3D indices access in CUDA for nonlinear diffusion

Question

I'm writing my first CUDA code for 2D/3D nonlinear diffusion. The 2D case is working fine, however I'm struggling with the 3D one. Basically I'm getting zeros on the stage of finite differences calculation and surprisingly the 'deltaN' (pls see code below) is giving the right answer but the other ones are not working (zeros in answer). I'm trying to process 256x256x256 volume. Any suggestions please? Thanks!

 #define BLKXSIZE 8
 #define BLKYSIZE 8
 #define BLKZSIZE 8
 #define idivup(a, b) ( ((a)%(b) != 0) ? (a)/(b)+1 : (a)/(b) )
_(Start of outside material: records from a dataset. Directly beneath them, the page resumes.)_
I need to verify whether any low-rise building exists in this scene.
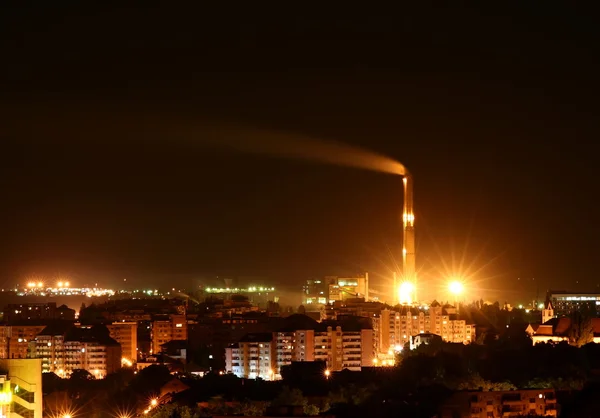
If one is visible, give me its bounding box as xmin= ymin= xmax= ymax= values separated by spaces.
xmin=226 ymin=315 xmax=374 ymax=379
xmin=152 ymin=314 xmax=188 ymax=353
xmin=225 ymin=333 xmax=277 ymax=380
xmin=439 ymin=389 xmax=559 ymax=418
xmin=30 ymin=325 xmax=122 ymax=379
xmin=373 ymin=301 xmax=476 ymax=356
xmin=0 ymin=359 xmax=43 ymax=418
xmin=0 ymin=325 xmax=46 ymax=358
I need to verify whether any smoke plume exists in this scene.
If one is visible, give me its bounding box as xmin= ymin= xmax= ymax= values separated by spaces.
xmin=0 ymin=104 xmax=407 ymax=175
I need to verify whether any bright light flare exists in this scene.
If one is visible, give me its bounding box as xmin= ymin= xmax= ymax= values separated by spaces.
xmin=398 ymin=282 xmax=415 ymax=305
xmin=448 ymin=280 xmax=465 ymax=296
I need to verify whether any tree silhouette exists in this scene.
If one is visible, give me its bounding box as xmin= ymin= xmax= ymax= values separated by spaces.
xmin=568 ymin=310 xmax=594 ymax=347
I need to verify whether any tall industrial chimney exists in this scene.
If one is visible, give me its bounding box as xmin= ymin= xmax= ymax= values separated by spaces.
xmin=392 ymin=272 xmax=400 ymax=306
xmin=402 ymin=172 xmax=417 ymax=301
void AnisotropDiff_GPU(double* A, double* B, int N, int M, int Z, double sigma, int iter, double tau, int type)
{ 
// Nonlinear Diffusion in 3D 
double *Ad;     

dim3 dimBlock(BLKXSIZE, BLKYSIZE, BLKZSIZE);           
dim3 dimGrid(idivup(N,BLKXSIZE), idivup(M,BLKYSIZE), idivup(Z,BLKYSIZE));    

cudaMalloc((void**)&Ad,N*M*Z*sizeof(double));  
cudaMemcpy(Ad,A,N*M*Z*sizeof(double),cudaMemcpyHostToDevice);  

int n = 1;
while (n <= iter) {    
anis_diff3D<<<dimGrid,dimBlock>>>(Ad, N, M, Z, sigma, iter, tau, type);  
n++;}
cudaMemcpy(B,Ad,N*M*Z*sizeof(double),cudaMemcpyDeviceToHost);
cudaFree(Ad);
}

and here is a part for calculating finite differences

 __global__ void anis_diff3D(double* A, int N, int M, int Z, double sigma, int iter, double tau, int type)
{

 int xIndex = blockDim.x * blockIdx.x + threadIdx.x;
 int yIndex = blockDim.y * blockIdx.y + threadIdx.y;
 int zIndex = blockDim.z * blockIdx.z + threadIdx.z;

 if ( (xIndex < N) && (yIndex < M) && (zIndex < Z) )
 {
    int index_out = xIndex + M*yIndex + N*M*zIndex;

    double deltaN=0, deltaS=0, deltaW=0, deltaE=0, deltaU=0, deltaD=0;
    double cN, cS, cW, cE, cU, cD;

    int indexN = (xIndex-1) + M*yIndex + N*M*zIndex;
    int indexS = (xIndex+1) + M*yIndex + N*M*zIndex;
    int indexW = xIndex + M*(yIndex-1) + N*M*zIndex;
    int indexE = xIndex + M*(yIndex+1) + N*M*zIndex;
    int indexU = xIndex + M*yIndex + N*M*(zIndex-1);
    int indexD = xIndex + M*yIndex + N*M*(zIndex+1);


    if (xIndex>1)
        deltaN = A[indexN]-A[index_out];
    if (xIndex<N)
        deltaS = A[indexS]-A[index_out];    
    if (yIndex>1)
        deltaW = A[indexW]-A[index_out];    
    if (yIndex<M)
        deltaE = A[indexE]-A[index_out];
    if (zIndex>1)
        deltaU = A[indexU]-A[index_out];    
    if (zIndex<Z)
        deltaD = A[indexD]-A[index_out];

   A[index_out] = deltaN ; // works for deltaN but not for deltaS, deltaW... . 

 }

Thanks a lot for help!

Since you haven't indicated any of the dimensions you are passing to the code, there may be an issue there. I have 2 suggestions: 1.) do cuda [error checking](http://stackoverflow.com/questions/14038589/what-is-the-canonical-way-to-check-for-errors-using-the-cuda-runtime-api) on all cuda calls. 2.) Run your code through `cuda-memcheck` — Robert Crovella, Mar 02 '13 at 15:35
thanks Robert. I'm using #define BLKXSIZE 8 #define BLKYSIZE 8 #define BLKZSIZE 8 #define idivup(a, b) ( ((a)%(b) != 0) ? (a)/(b)+1 : (a)/(b) ) — Daniel, Mar 02 '13 at 15:51

score 2 · Accepted Answer · edited May 23 '17 at 11:52

You have out-of-bounds indexing for some of the values you are trying to compute in the kernel.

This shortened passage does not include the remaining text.